Título: Com golpe, ganho 38 vezes maior
Autor: Sérgio Gobetti
Fonte: O Estado de São Paulo, 21/05/2006, Nacional, p. A16,17

Faturamento de empresas que são pivô da fraude cresceu 3.746% em três anos e chegou a R$ 111 milhões

A quadrilha que manipulava prefeituras e parlamentares para fraudar licitações e vender ambulâncias superfaturadas teve seu faturamento turbinado em 3.746% - ou seja, multiplicado por 38 vezes - nos primeiros três anos de atuação, segundo revelam as investigações da Polícia Federal. Entre 2000 e 2005, as empresas da família Trevisan-Vedoin, de Mato Grosso, movimentaram R$ 111 milhões, sem contar as ramificações coordenadas por outros colaboradores.

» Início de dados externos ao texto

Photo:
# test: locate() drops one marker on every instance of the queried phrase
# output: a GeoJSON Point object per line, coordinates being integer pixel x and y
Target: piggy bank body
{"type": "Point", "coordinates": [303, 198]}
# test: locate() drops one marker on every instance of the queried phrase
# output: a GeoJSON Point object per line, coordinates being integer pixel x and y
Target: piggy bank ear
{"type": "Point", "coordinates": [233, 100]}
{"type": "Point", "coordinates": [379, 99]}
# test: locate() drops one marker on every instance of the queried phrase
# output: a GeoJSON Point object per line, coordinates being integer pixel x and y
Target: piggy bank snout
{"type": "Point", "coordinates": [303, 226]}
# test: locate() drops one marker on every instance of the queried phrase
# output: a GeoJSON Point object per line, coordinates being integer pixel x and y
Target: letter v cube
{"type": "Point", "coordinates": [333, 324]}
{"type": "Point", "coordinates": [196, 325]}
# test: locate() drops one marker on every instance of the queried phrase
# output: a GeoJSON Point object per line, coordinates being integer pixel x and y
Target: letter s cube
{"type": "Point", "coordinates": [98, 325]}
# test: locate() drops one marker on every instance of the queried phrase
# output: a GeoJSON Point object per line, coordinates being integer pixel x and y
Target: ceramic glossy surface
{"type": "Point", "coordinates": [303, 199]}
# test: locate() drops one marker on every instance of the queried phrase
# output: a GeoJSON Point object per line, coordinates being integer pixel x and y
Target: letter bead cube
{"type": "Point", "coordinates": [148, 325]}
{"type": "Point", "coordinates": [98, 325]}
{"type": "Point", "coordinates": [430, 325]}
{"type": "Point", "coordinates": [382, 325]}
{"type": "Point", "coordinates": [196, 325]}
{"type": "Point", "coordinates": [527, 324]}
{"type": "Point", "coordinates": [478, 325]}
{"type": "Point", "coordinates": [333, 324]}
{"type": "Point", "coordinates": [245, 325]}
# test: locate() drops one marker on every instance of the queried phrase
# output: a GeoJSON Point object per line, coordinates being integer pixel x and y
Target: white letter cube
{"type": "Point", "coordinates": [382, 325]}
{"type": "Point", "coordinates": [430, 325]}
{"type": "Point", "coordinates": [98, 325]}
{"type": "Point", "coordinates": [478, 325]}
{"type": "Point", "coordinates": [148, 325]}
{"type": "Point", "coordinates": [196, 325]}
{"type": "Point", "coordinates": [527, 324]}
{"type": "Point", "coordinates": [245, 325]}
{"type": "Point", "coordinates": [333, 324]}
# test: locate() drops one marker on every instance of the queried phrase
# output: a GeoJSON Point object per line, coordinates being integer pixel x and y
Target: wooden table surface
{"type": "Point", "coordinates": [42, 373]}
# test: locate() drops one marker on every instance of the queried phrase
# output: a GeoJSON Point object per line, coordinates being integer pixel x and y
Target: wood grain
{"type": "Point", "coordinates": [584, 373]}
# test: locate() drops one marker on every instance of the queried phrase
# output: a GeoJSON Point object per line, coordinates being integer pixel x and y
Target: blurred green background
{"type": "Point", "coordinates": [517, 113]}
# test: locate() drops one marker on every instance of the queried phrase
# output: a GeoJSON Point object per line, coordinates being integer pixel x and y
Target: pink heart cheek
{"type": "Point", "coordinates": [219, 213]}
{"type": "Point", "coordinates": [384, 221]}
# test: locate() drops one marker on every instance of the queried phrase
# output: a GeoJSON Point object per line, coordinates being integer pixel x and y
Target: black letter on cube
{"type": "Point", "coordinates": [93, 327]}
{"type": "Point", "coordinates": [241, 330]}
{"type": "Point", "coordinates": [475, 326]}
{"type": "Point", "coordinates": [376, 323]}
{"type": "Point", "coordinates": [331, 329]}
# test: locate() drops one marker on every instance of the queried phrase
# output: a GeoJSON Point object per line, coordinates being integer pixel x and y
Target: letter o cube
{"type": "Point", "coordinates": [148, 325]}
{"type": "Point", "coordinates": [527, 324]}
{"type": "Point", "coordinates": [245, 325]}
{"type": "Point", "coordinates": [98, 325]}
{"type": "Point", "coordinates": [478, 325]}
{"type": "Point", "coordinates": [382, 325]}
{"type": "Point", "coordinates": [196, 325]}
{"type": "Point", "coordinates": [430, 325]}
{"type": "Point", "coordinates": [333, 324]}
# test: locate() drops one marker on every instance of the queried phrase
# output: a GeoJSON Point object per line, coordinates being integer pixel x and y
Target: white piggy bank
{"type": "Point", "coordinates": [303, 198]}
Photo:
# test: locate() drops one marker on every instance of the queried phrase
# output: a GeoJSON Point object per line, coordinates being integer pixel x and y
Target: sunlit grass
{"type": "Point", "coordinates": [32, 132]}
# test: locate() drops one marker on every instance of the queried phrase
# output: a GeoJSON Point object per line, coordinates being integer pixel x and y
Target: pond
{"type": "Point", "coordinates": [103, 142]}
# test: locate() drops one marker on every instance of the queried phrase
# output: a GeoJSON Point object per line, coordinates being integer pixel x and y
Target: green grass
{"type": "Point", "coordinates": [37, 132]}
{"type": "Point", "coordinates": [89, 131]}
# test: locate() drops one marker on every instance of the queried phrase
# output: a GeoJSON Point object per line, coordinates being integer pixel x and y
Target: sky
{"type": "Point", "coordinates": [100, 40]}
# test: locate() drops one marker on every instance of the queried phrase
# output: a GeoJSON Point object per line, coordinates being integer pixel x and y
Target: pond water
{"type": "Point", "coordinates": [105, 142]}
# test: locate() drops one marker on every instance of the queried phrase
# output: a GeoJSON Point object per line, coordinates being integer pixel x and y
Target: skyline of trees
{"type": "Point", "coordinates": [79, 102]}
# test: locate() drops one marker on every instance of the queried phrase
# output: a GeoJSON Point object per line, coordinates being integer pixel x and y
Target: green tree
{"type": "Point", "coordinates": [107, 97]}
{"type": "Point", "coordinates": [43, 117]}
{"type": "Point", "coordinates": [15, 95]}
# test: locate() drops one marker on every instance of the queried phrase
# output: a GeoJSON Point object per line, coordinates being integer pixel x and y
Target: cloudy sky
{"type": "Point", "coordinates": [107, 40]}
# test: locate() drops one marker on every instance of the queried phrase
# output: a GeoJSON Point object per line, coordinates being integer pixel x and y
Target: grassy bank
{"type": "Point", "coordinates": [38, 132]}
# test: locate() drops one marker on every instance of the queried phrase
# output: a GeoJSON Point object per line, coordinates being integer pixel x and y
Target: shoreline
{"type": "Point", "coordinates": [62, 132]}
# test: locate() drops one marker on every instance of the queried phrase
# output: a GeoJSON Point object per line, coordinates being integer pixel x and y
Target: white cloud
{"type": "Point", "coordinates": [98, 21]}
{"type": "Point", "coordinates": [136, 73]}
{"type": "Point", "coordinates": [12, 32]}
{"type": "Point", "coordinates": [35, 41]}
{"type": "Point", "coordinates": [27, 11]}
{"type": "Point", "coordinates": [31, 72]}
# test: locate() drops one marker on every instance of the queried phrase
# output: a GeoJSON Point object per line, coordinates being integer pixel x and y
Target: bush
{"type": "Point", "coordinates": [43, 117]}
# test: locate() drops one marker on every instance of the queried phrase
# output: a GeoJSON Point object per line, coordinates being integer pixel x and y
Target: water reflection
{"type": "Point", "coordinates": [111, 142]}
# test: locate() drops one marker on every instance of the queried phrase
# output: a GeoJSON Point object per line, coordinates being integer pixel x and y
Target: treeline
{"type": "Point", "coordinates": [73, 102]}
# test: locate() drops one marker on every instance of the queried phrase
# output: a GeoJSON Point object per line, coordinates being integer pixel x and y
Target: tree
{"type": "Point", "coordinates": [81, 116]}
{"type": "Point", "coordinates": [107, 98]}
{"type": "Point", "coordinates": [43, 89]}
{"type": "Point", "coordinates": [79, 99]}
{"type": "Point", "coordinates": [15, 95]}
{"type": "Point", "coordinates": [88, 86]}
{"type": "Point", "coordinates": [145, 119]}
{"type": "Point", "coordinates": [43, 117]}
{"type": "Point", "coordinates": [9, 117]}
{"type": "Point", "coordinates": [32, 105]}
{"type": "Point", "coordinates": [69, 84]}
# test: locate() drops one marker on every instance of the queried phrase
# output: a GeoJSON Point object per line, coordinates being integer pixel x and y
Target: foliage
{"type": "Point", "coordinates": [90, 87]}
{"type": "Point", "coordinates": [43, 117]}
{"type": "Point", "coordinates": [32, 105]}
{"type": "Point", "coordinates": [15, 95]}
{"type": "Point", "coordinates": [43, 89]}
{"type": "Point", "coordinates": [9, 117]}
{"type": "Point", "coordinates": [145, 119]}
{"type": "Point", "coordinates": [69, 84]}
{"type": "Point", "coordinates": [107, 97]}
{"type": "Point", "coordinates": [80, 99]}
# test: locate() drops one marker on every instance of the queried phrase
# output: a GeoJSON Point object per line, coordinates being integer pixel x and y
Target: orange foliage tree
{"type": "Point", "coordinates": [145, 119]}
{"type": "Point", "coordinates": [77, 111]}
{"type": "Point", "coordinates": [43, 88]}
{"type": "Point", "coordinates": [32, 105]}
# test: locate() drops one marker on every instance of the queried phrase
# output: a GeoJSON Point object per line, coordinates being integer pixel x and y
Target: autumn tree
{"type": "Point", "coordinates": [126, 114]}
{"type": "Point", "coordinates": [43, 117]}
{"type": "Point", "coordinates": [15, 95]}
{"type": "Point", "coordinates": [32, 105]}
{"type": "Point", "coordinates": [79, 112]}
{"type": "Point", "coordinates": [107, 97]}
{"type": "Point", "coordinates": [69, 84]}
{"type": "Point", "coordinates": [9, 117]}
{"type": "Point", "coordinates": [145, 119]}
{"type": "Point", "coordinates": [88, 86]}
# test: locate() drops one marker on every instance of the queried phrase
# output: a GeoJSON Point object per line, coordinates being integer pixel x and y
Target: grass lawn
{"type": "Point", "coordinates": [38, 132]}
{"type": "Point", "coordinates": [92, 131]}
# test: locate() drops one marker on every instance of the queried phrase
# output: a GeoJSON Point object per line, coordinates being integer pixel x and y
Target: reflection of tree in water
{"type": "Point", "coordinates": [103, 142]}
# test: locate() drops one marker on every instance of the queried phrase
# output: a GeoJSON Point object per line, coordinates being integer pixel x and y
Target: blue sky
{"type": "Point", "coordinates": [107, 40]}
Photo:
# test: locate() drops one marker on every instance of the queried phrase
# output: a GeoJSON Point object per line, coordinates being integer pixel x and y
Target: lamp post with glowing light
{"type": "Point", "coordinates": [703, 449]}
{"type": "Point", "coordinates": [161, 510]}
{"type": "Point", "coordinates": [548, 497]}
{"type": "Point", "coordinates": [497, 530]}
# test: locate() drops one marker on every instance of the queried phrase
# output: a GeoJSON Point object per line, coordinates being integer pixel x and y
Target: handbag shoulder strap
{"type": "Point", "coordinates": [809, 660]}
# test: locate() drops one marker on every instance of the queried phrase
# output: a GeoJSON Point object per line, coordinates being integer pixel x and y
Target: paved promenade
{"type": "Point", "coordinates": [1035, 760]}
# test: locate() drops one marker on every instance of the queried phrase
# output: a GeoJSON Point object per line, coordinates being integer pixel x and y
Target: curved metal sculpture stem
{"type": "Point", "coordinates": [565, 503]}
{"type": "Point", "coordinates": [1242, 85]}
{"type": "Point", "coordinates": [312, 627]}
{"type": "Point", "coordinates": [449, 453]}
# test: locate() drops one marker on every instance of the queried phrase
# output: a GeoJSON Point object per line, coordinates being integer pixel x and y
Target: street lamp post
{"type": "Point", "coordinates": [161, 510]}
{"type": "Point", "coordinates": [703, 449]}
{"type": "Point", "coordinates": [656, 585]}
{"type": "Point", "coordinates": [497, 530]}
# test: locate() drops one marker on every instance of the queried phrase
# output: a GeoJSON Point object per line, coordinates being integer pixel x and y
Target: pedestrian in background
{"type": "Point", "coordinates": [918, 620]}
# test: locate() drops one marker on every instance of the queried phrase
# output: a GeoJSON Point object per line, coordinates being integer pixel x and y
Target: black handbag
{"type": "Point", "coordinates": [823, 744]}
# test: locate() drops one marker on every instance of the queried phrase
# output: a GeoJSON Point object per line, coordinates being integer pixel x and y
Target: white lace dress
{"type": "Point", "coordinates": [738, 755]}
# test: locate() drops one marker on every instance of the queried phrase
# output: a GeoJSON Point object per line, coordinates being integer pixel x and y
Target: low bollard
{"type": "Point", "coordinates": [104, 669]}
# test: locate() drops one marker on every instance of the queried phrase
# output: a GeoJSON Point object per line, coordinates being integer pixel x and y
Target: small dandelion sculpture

Os números foram levantados pela Receita Federal, que nos últimos dois anos vinha monitorando as empresas do esquema. Várias delas eram apenas de fachada, mas ganharam licitações milionárias para fornecer os veículos adaptados para ambulâncias que eram comprados pelas prefeituras, com recursos de convênio do Ministério da Saúde.

Em 2000, quando o esquema ainda não havia começado, o grupo de empresas encabeçado pela Planam Comércio e Representações, principal pivô do escândalo, faturou apenas R$ 721 mil. Em 2001, com o início das fraudes, esse número já pulou para R$ 6 milhões, em 2002, para R$ 23,5 milhões, e em 2003, para R$ 27,8 milhões.

Em 2004, quando a Controladoria-Geral da União (CGU) passou a farejar os passos da quadrilha e a descobrir a teia de empresas de fachada e "laranjas", o negócio parece ter tido uma leve queda, para R$ 24,8 milhões. E, em 2005, com a Receita já no seu encalço, a movimentação financeira das empresas dos Trevisan-Vedoin caiu para R$ 14,7 milhões.

Nesse meio tempo, entretanto, o grupo já tinha articulado outras empresas para intermediar os negócios, de onde se deduz que o total de recursos desviados dos cofres públicos supere os R$ 111 milhões inicialmente detectados. Parte do capital desviado foi aplicada na compra de imóveis em Brasília, segundo a PF.

Até agora, os policiais já descobriram que 25 empresas participaram em conluio das licitações controladas pelo grupo. Algumas ajudaram a simular a concorrência, como é o caso da Torino Comercial e Veículos, de Várzea Grande, que forneceu mais de 300 ambulâncias para o empresário Darci Vedoin, o patriarca da família.

"METIDOS" Em alguns casos, os próprios empresários do esquema montavam os editais de licitação das prefeituras. Em conversa gravada entre Ronildo Medeiros, sócio dos Vedoin no esquema, e sua mulher, Cíntia, os dois comentam detalhes do texto que deveria constar na prorrogação do edital de Itaubal (AP). Isso ocorreu no último dia 3 de janeiro. No dia 6, o Diário Oficial da União publicou o edital da prefeitura que, segundo o relatório da PF, "impressiona por sua semelhança" com a redação de Cíntia.

A ousadia do grupo era tão grande que, mesmo depois de saberem que estavam sendo investigados, não pararam de planejar o desvio de recursos do Orçamento da União. Em uma longa conversa grampeada pela PF em janeiro, por exemplo, Ronildo planejava com seu sobrinho, Rogério Medeiros de Freitas, como estabelecer novos contatos com prefeituras do Rio. E comenta que o começo do ano é hora de fazer licitação e de "a porca torcer o rabo". "O Rio é facinho demais para fazer, mas tem que ficar em cima, pois os caras são metidos a bons", disse.